Modern fire departments (including my own) are already using drones, and have found that the best use for them is not "how quickly can we find someone", but thermal imaging from above on structure fires.

> and do the searching so that you don't have to

The searching that we did just isn't really solved by drones (and I love them, some of my best photography is from a drone). It's things like "obscured house numbers on a street", "ambiguous address", not "person lost in a forest". Now if you want to talk about the use of drones for SAR? Absolutely. But for the vast majority of 911 "attempt to locate", getting there quickly is rarely the issue. We can get there quickly and still spend minutes figuring out that you're actually living on a flag property (where your home is behind another, but you share a driveway).
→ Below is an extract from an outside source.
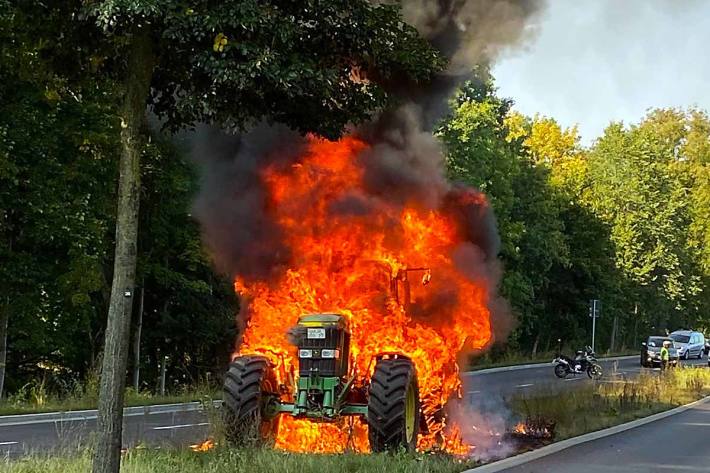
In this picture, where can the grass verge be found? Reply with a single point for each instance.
(595, 407)
(252, 461)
Yeah, I'm sure they wouldn't be helpful in every call. But the EMT user above talked about sometimes a caller giving the wrong location of a car accident. That's a clear case where a drone quickly on site could warn that crews need to be diverted elsewhere. But if it is just the occasional case where they'd be helpful, that makes them even less economically attractive.

As for fire services, in my city there is always a lead SUV vehicle (I think a captain or supervisor) who is a few blocks ahead of the actual heavy trucks. Presumably to get someone on site as quickly as possible; which made me believe that a drone could assist in that role. But I accept what you say, that there are too many limitations for it to help much, even if it can arrive quicker.